The Money and Pensions Service is in a mess – and it needs to be told so.

This session of the Work and Pension Committee’s taking of oral evidence was a game of two halves. In the first half, David Fairs and Sarah Pritchard had a reasoned debate with selected MPs on how people could expect to turn their pension pots into pensions. In the second half, the Money and Pensions Service had an opportunity to show their agenda for the pension dashboard and for what they worryingly call “the guidance journey”. As you may have guessed, the first half was rather more palatable than the second.

You can see for yourself by watching it again from this link.

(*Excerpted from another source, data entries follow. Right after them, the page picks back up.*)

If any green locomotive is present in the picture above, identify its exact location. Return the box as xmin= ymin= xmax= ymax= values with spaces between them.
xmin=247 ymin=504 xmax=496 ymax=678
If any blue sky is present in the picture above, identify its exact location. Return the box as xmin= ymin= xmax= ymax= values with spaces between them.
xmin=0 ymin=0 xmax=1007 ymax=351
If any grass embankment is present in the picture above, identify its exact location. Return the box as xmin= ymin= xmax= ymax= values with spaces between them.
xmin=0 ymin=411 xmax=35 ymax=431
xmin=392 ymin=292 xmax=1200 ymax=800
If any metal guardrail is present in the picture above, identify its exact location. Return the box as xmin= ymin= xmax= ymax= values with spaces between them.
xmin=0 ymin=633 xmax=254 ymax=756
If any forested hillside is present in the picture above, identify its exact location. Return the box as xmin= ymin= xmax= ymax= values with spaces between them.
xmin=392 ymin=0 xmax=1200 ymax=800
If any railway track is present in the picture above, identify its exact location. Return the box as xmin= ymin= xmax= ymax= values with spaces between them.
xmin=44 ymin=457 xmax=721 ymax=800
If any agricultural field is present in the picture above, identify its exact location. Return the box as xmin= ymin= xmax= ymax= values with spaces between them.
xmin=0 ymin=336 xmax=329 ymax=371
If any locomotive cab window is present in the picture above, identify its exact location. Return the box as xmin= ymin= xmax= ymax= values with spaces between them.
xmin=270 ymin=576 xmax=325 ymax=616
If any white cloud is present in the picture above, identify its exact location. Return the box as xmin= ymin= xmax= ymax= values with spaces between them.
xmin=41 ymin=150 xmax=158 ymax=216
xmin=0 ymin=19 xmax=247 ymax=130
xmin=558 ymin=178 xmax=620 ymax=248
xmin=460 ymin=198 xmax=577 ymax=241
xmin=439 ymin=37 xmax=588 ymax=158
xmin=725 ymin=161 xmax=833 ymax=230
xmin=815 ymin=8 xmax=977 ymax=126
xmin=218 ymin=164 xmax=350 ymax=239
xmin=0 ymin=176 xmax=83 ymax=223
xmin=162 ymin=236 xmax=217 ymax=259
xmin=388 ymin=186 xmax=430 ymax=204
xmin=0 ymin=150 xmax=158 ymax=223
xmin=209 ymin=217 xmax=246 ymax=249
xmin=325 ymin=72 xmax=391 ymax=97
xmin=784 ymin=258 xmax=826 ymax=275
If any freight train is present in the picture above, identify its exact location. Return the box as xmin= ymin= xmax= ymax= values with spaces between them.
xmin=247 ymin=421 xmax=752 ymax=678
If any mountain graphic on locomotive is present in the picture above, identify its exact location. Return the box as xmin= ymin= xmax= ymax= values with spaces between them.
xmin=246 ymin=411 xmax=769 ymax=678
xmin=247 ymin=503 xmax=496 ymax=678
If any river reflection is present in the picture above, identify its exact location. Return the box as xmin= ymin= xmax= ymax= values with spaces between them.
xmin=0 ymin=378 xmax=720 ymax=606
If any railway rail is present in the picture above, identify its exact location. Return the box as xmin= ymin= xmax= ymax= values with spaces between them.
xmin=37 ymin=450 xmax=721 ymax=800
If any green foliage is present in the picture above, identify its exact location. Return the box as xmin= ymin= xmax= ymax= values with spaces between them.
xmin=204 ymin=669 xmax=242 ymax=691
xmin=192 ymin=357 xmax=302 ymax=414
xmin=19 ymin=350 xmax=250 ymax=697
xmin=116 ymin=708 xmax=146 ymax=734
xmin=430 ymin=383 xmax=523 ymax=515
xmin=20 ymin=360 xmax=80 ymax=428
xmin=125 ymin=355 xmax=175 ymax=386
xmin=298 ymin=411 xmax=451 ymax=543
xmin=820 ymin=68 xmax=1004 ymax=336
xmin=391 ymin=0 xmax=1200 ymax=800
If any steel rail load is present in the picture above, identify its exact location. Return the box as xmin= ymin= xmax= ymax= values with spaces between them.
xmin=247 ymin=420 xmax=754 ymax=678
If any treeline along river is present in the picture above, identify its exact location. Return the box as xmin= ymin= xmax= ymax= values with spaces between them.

What is worrying is that the normally balanced Chis Curry seemed to have gone native in the company of Alex Connolly and Carolyn Jones. One MP asked why he was seeing dashboard services advertised by the private sector today, the answer is of course because of the law of supply and demand, but the response from Maps was sinister. It seemed people would be better waiting for the Government dashboard to arrive and put their retirement planning on hold – “Money Helper knows best“.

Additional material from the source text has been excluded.